WES of 34 families with at least three members affected with CMM per family (n=119 CMM patients) was performed at the Cancer Genomics Research Laboratory, National Cancer Institute (CGR, NCI). Details of the exome capture, WES, and bioinformatics pipeline used have been previously described (Goldstein AM, 2017; Pathak A et al., 2015; Yang XR et al., 2016). Briefly, exome sequencing was performed to a sufficient depth to achieve a minimum coverage of 15 reads in at least 80% of the coding sequence from the UCSC hg19 transcripts database. Variant discovery and genotype calling were performed globally using three variant callers (UnifiedGenotyper and HaplotypeCaller modules from GATK and FreeBayes). We included all targeted regions, as well as a 250-bp flanking region on each side. An Ensemble variant calling pipeline (v0.2.2) was then implemented to integrate the analysis results.

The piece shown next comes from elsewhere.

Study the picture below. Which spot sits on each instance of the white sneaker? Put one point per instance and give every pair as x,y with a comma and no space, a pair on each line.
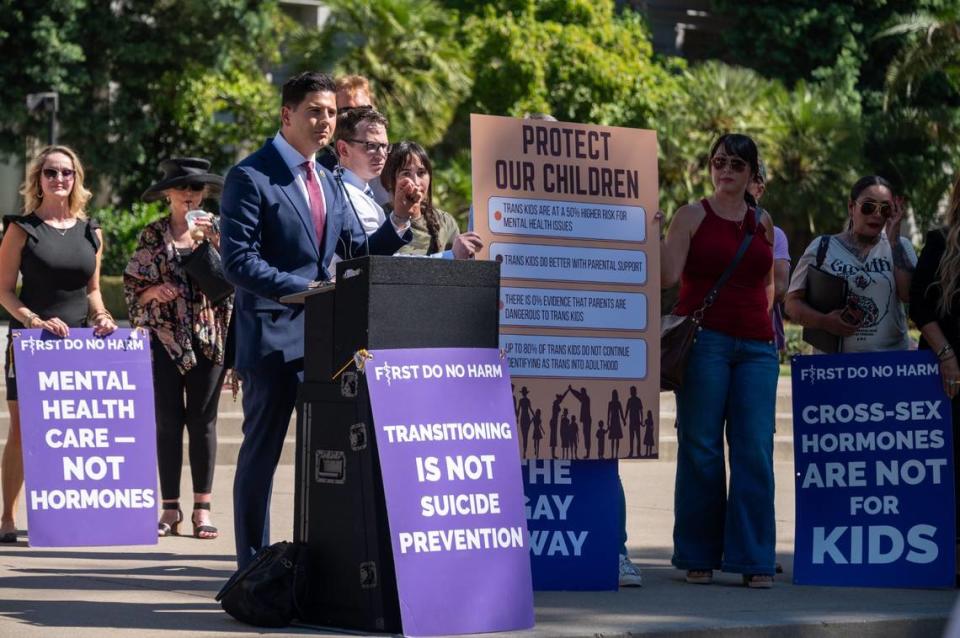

Genes were included for network reconstruction if they carry variants that met the following criteria: 1) had a minor allele frequency (MAF) of <0.001 in the 1000 Genomes Project, Exome Sequencing Project (ESP6500), and Exome Aggregation Consortium (ExAC); 2) were observed in ≤2 families from an in-house database (CGR, NCI) of ∼2000 exomes in ∼1000 cancer-prone families (excluding melanoma-prone or pancreatic cancer families); 3) were classified as non-synonymous including frameshift, stopgain, inframe deletion or insertion, missense, and splicing site variants. Variants flagged with our pipeline quality control metric (CScorefilter), with read depth < 10, ABHet < 0.2 or > 0.8, or called by only one of the three callers used were excluded. Resulting variants were then aggregated into genes for the subsequent network analysis.
Expression datasets and pre-processing
Since skin is a heterogeneous tissue and CMM is a complex disease influenced by its cellular microenvironment, we attempted to capture the actual cellular target of melanoma by using expression datasets of disease-relevant cell types in a complementary manner. The co-expression networks used for this analysis were constructed from the aggregated genes resulting from the WES analysis of our CMM families and gene expression information from an extensive collection of samples: normal skin, melanocyte cells culture, and CMM tissues (Figure 1). We downloaded the expression data for normal human skin from the GTEx project (http://www.gtexportal.org, sun-exposed skin n=605, and sun non-exposed skin n=516), primary melanocyte cultures from 106 newborns as previously reported (Zhang T et al., 2018), and skin cutaneous melanomas (SKCM) from TCGA (n=329) at the Genomic Data Commons (https://gdc.cancer.gov/access-data). Normalized gene read counts, Fragment/Reads Per Kilobase Million (FPKM) or Transcripts Per Kilobase Million (TPM) were used, and only protein-coding genes were kept. A set of covariates identified using the Probabilistic Estimation of Expression Residuals (PEER) method were calculated (Stegle et al., 2010) to control for confounding effects and hidden batch effects in expression datasets. The median absolute deviation (MAD) was used as a measure of variability, only the top 4000 most variable genes based on MAD from the expression datasets were used for network construction.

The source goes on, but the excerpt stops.